El instrumento tuvo varios perfeccionamientos posteriores, pero es el diseño de Andreyev el que fue patentado y difundido. A partir de su forma original se han derivado también la balalaica piccolo, prima, segundo, alto, bajo y contrabajo.

Aspecto y conformación: la forma triangular de su caja de resonancia es característica y la hace inconfundible. La balalaica es un instrumento de madera (usualmente de arce, abeto o pino), sobre cuyo cuerpo se disponen tres cuerdas de nylon tensadas sobre un brazo delgado. El instrumento tradicional mide sesenta y ocho centímetros de largo. Existen también balalaicas con seis o cuatro cuerdas. Su fabricación suele estar a cargo de luthiers especializados, aunque hoy no es difícil contactarlos y efectuar encargos vía internet.

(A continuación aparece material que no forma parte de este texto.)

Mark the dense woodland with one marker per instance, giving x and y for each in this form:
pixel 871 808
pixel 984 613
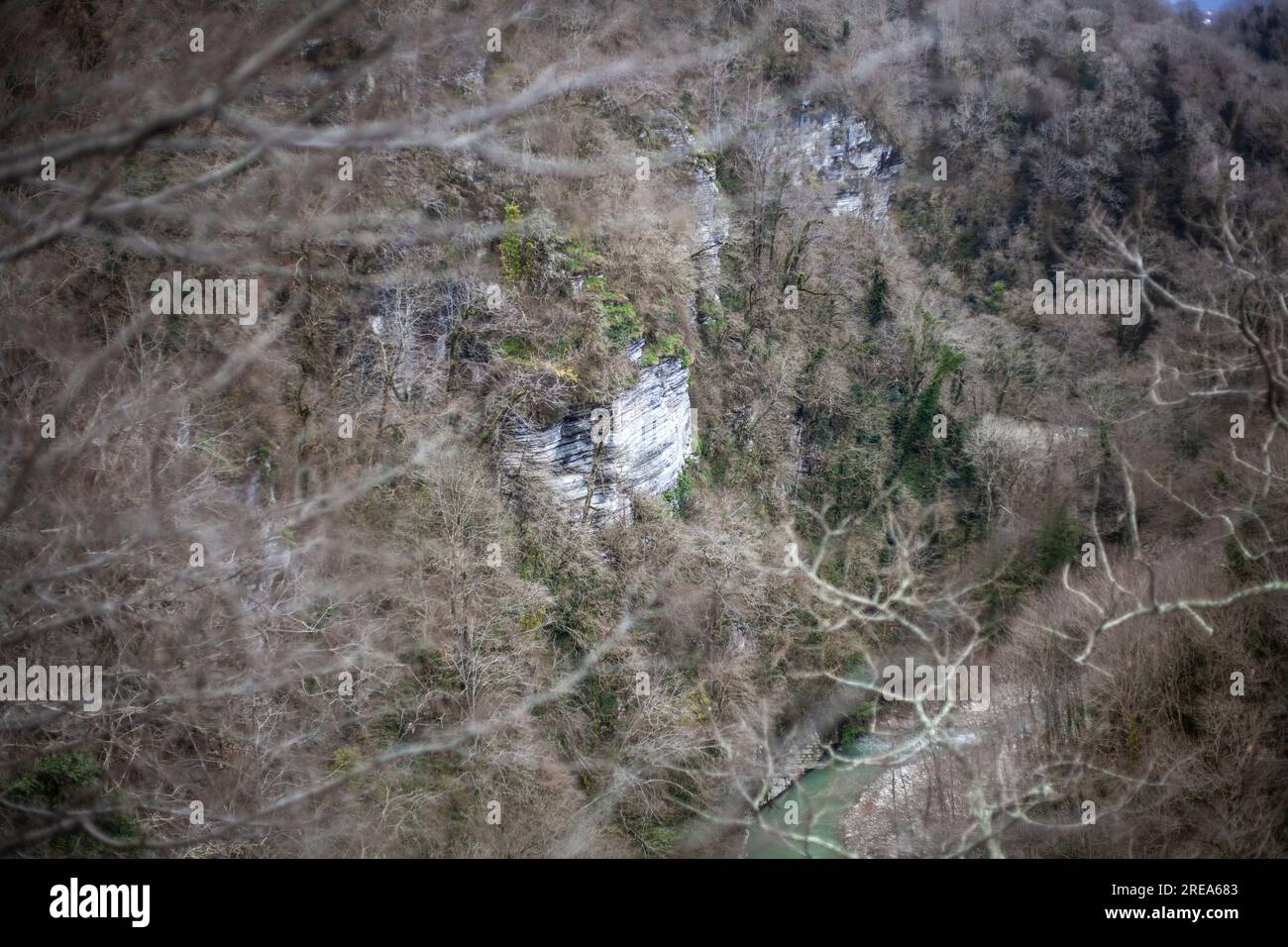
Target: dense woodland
pixel 390 648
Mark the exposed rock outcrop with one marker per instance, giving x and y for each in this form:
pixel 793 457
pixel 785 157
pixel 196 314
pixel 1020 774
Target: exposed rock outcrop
pixel 644 440
pixel 802 754
pixel 841 151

Algo de historia: el interés pionero del músico Vasily Vasilievich Andreyev (1861–1918) por difundir este instrumento consiguió la creación de orquestas de balalaica bajo la Rusia zarista, las cuales luego sobrevivieron a la Revolución.

El gobierno soviético acogió la balalaica como un instrumento propio de la clase trabajadora, y alentó su estudio y difusión. Entre los músicos virtuosos de esa época se menciona a Boris Feoktistov y Pavel Necheporenko (1916-2009), ambos reconocidos incluso fuera de las fronteras de su país. Tanta fue la importancia que comenzó a adquirir este instrumento, que el Coro del Ejército Rojo cambió los violines, violas y chelos de su orquesta sinfónica por balalaicas y domras (otro cordófono ruso).

Las primas giras de Andreyev por Estados Unidos ayudaron a difundir la balalaica en Occidente. Hoy en Estados Unidos existen organizaciones como The Washington Balalaika Society, dedicadas a dar a conocer, mantener y expandir su sonido por Norteamérica.

¿Cómo se toca?: con los dedos, en los instrumentos más pequeños, y con plectros de cuero en los más grandes. Tal como en una guitarra, la mano izquierda fija las notas, y la derecha puntea las cuerdas. El instrumento descansa al centro, entre las piernas del ejecutante, quien tiene suficiente comodidad para desarrollar una presentación más histriónica frente a la audiencia, si así le acomoda (como en el caso de éste intérprete).

¿Dónde se encuentra?: la balalaica es un instrumento fundamental para el folclore ruso, y sus cuerdas ágiles acompañan composiciones tradicionales de ese enorme país. A los oidos occidentales, nos ha llegado a través del cine, con un papel preponderante en las bandas sonoras de aquellos largos dramas románticos ambientados en la época zarista o soviética, como el clásico filme Dr. Zhivago (cuya premiada música fue compuesta por Maurice Jarre). Aunque los Beatles y Scorpiones mencionan a la balalaica en versos de sus respectivos temas "Back in the U.S.S.R." y “Wind of change”, no es fácil dar con bandas europeas o americanas que hayan integrado el instrumento a sus grabaciones.

Ian Anderson tocó la balalaica en dos viejos temas de Jethro Tull ("Jeffrey Goes To Leicester Square" y "Fat man"), pero se trata de curiosidades puntuales, nada que permita conformar una tendencia. Al instrumento se le encontrará mejor en bandas de la ex órbita soviética. Atención, por ejemplo, al grupo rock Katzenjammer, un ágil cuarteto de chicas con dos balalaicas en su conformación y un ritmo frenético.